Running this code in your favorite Python environment or command line will output an editable Word doc such as the following:


Download (PDF, Unknown)

Text Mining the MLA Job Information List Part 2

In Text Mining the MLA Job Information List Part 1, I cobbled together a series of regular expression scripts and list comprehensions in Python to reduce the dimensionality of the October 2012 edition of the MLA Job Information List. This dimensionality reduction removed components such as punctuation, function words, email addresses, and URLs from the source text; it also involved correcting basic but routine OCR scanning errors. The end result was a corpus half the size as the original, non-processed text in terms of token count.

In this post, I will convert the list of tokens returned by the text processing into bigrams and measure the significance these associations to find word collocations.

When I refer to bigrams, I am describing tuples of two consecutive tokens. For example, the line, “this is a test sentence” would be converted to [('this', 'is'), ('is', 'a'), ('a', 'test'), ('test', 'sentence')] if we were extracting bigrams.

When I refer to collocations, I am describing those bigrams (or any ngram larger than a unigram) that combine to form unitary meanings due to grammar or convention. The most straightforward bigram collocation is a name that relies on a compound such as “New York” or “East Lansing.”
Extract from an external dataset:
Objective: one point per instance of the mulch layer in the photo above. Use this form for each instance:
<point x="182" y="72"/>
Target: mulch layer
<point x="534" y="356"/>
However, collocations also join other linguistic units such as verbs and nouns because convention dictates a constrained usage. For example, in the sentence, “She opened the gate,” we have the following bigrams (allowing for the removal of “the”): (‘she’, ‘opened’) and (‘opened’, ‘gate’). These tokens all work to create meaning in this sentence, as is the case with any sentence. However, the example sentence is also amenable to substitution. The tokens ‘she’ and ‘opened’ have a subject-verb relationship, but the ‘opened’ does not strongly depend on ‘she’ to create meaning; ‘she’ could just as well be ‘jane’ or ‘he’ or ‘john.’ The case of ‘opened’ and ‘gate’ is more complex because conventions in English suggest that we open objects such as doors and gates. It is far less conventional to write, “she released the gate” or “she unstopped the gate.” At the same time, “she unlatched the gate” or “she unlocked the gate” might also work, suggesting that there is still flexibility between a verb that modifies the object “gate.” A bigram collocation would feature more rigid association between tokens. We might cite “St. Peter’s Gate” or the “pearly gates.” Both refers to a specific gate, and the replacement of either token would radically change the meaning of the term.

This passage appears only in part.